A serious debate is underway among economists over the effects of the turmoil in Europe.
Some economists are sticking to their guns and seeing little effect, while others are shaving as much as half a percentage point off growth in the second half of this year.
The outlook from six economists surveyed by CNBC is an average of growth at 3 percent over the next year, including a slight bump this quarter, and then a dip to 2.9 percent over the subsequent two quarters.
However, some of those economists see a growth rate of as low as 2 percent, while others expect a high of 4 percent.
The debate about the nation's projected near-term expansion also pits the big guns on Wall Street against each other.
For instance, Goldman Sachs , which has been bearish, became worried about its forecasts as fiscal data came in better than expected. Now, the bank, which predicts that real GDP growth will slow to about 1.5 percent, sees a better chance that its forecasts will come true.
Economists at Nomura Securities , trying to quantify what the European impact will be, are estimating the continent’s debt problems could mean half a percentage point less growth in the third and fourth quarters of 2010.

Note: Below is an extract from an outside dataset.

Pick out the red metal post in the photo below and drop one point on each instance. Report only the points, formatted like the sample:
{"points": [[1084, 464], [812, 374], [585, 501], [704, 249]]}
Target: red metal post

JP Morgan said in a report that the bank had not “materially altered our global outlook. Markets are pricing in event risks of a European sovereign-debt default or broadening bank crisis that are unlikely to be realized.”
Contributing to the these fiscal predictions are the recent stock market downturn and signs of tighter financial conditions, as well as lower interest rates and oil prices, which partly offset the negative factors.
As for job creation in May, economists' predictions range between 200,000 and 700,000. According to a Reuters survey, economists are looking for 513,000 jobs to have been created in May, of which 190,000 are in the private-sector.
The Labor Department will issue its May jobs report on Friday.